I carry a large amount of masculine energy with me. I rejected that which was feminine many years ago in my attempts to avoid the loathing that my parents spewed upon their little girls. I figured that if the feminine was so easily abused and disliked, I would not be that. I learned over the years to be about action, to be about the willful accomplishment of goals. In my early adulthood, it seemed to work for a while. It worked until the children were born. But children don’t respond to the unbalanced masculine unless the goal is to rid them of any individuality. They must be raised with both. So I have worked hard to resurrect my feminine aspects. I have even found some balance. But I still favor action.

And so, I sit in an uncomfortable place. The wilderness is not about will. It is not about action. It is about waiting. It is about emptiness. It is about grieving what is gone. It is about a searching, not on the outside, but the inside. And most of all, it is about not knowing … anything.

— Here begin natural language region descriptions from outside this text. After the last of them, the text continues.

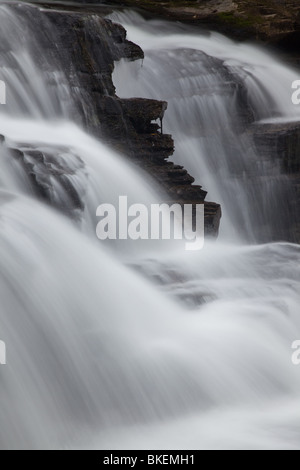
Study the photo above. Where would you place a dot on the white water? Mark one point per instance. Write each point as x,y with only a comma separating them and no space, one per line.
202,78
100,357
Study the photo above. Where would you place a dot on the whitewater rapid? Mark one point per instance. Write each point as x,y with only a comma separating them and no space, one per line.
111,348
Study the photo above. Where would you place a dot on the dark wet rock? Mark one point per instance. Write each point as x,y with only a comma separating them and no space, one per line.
87,46
134,126
280,142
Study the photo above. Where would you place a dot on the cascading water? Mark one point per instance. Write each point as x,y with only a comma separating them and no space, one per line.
216,88
99,357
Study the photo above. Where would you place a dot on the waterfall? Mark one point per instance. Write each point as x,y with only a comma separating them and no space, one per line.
110,347
215,89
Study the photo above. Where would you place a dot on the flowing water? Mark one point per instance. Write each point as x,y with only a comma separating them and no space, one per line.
101,355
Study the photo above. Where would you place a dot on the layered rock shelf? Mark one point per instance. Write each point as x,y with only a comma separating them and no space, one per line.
89,45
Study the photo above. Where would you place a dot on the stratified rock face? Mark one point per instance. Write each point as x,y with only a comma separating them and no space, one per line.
88,45
281,142
276,22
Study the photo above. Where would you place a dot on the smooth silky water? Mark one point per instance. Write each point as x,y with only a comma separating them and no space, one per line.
98,354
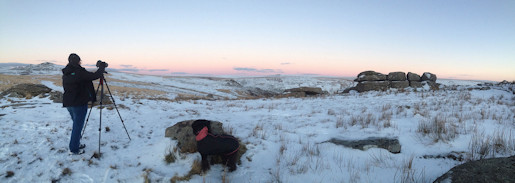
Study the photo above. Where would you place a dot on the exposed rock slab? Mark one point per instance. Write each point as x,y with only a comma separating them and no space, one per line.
390,144
413,77
399,84
370,76
427,76
397,76
307,91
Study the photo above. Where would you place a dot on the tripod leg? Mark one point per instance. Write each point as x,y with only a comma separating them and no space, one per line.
90,109
112,99
100,126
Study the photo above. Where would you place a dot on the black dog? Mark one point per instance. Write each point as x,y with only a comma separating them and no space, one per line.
208,144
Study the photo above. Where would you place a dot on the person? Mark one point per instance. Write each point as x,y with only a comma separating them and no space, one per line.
78,91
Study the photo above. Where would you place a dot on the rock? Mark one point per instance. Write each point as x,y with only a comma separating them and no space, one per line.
258,92
56,96
370,76
415,84
26,90
413,77
183,133
399,84
372,86
396,76
186,142
389,144
432,85
308,91
427,76
485,170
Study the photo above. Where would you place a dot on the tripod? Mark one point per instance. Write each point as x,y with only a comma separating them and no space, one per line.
101,87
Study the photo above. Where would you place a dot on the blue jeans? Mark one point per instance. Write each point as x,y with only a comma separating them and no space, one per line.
78,114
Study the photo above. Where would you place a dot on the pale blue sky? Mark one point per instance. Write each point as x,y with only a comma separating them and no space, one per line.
454,39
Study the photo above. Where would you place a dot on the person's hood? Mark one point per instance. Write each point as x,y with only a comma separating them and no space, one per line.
70,68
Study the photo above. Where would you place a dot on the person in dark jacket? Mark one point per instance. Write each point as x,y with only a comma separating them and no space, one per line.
78,91
226,146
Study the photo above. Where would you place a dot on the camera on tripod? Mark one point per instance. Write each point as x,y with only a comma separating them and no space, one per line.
100,63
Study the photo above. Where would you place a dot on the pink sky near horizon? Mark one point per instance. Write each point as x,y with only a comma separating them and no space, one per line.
452,39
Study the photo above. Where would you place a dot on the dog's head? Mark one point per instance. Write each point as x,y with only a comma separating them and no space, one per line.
197,125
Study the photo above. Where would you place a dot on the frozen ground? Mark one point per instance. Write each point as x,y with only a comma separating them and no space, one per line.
284,136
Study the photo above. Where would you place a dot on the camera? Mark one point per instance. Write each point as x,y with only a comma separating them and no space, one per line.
100,63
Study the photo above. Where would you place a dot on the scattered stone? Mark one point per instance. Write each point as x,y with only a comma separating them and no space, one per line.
306,91
399,84
186,142
397,76
485,170
432,85
415,84
456,156
427,76
56,96
374,81
413,77
370,76
9,174
389,144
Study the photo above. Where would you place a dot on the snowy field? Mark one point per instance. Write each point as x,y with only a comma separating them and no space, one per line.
285,137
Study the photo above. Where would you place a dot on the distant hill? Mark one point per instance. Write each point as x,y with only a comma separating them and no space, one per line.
45,68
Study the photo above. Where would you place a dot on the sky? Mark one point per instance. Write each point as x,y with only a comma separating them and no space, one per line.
459,39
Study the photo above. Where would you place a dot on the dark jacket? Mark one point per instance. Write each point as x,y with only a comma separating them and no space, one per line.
78,85
218,144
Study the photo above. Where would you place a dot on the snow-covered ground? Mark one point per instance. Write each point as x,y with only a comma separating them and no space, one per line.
285,137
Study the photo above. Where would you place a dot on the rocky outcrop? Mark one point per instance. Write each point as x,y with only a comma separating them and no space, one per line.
370,76
26,90
485,170
374,81
427,76
413,77
390,144
397,76
305,91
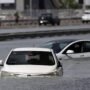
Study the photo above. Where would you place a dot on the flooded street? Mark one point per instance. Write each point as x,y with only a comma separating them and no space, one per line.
76,72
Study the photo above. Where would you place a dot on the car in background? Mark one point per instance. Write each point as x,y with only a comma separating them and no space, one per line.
26,62
48,18
69,48
86,16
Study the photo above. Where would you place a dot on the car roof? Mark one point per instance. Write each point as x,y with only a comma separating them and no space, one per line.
64,40
32,49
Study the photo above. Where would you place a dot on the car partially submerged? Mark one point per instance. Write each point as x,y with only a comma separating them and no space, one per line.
26,62
69,48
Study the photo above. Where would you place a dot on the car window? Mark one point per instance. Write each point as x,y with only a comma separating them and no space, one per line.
76,47
86,47
34,58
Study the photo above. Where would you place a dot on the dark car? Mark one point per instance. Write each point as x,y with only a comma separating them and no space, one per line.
69,48
48,18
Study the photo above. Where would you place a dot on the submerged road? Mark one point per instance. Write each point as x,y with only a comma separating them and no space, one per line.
76,72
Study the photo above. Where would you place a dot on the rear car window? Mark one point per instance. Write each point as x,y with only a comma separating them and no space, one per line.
30,57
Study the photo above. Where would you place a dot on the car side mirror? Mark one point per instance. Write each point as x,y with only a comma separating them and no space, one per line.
69,52
1,62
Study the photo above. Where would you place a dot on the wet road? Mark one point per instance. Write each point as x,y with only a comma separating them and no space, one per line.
76,72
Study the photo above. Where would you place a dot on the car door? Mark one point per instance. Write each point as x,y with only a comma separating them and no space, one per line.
74,51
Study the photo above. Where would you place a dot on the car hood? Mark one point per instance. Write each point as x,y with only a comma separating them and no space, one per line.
29,69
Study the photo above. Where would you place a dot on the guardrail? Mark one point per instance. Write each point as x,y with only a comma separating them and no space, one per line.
34,22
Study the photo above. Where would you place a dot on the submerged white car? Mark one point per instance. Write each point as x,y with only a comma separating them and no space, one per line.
69,48
26,62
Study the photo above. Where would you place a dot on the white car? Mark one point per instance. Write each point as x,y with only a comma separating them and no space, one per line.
86,16
69,48
26,62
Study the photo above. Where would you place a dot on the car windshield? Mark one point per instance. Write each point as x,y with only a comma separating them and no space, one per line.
57,46
30,57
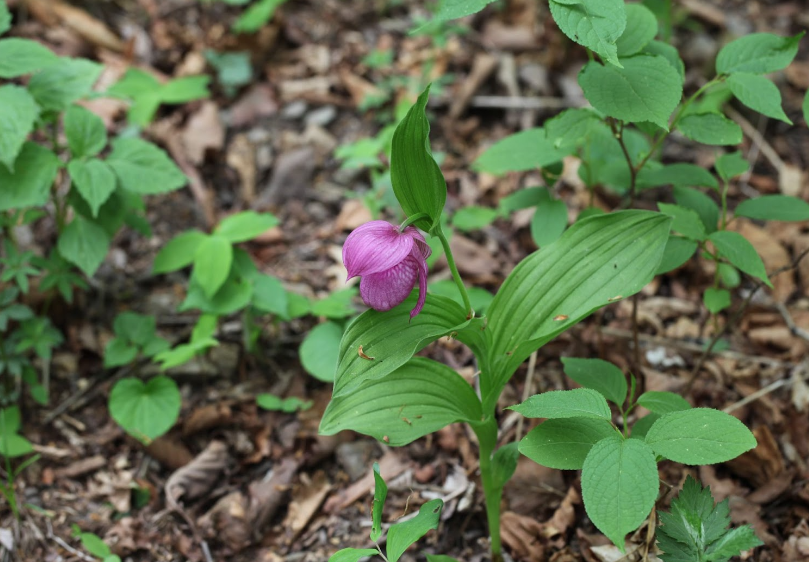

The wilderness goes against everything society encourages us to become as human beings. We are taught to fight for what we want. We are told to work hard and we will achieve anything. We are persuaded to conquer the outer world and to ignore the inner world. Feelings are not to be faced. They are to be masked with achievements, prescription drugs and accumulated possessions.

So, what happens when we choose the path of the wilderness? I find myself going so deep in to the shadows of my soul that I am not sure if there is a way out. I find myself wondering if there is an end to the waiting, or if the waiting is real at all. I long for an impossible mission that I can achieve. I need the success. I need to feel accomplished.

And yet the answer is not that. The answer is to rest with the question. Lie with the uncertainty. Allow the clarity to come when it is ready. Ignore the impatience in my ego self, which can only feel comfort in accomplishment.

The guidance is to rest.

But I need to take action.

So there is a war within me as I travel this journey. It is a war between the self that believes in what has always “worked” for me and the self that knows I must have faith, trust in a greater purpose. Of course, only one self is warring. The other doesn’t need to war.

So, as we celebrate those who have accomplished so much and acquired so many things in this modern world, I am coming to understand that is not the hard stuff. I am beginning to see that the masculine qualities we strive to master will only get us so far. I am finally realizing that my greatest challenge is in doing nothing, waiting, sitting without a semblance of an answer. My greatest challenge is allowing myself to be and knowing that the wilderness ends. It is in knowing that I cannot know. And it is trusting anyway.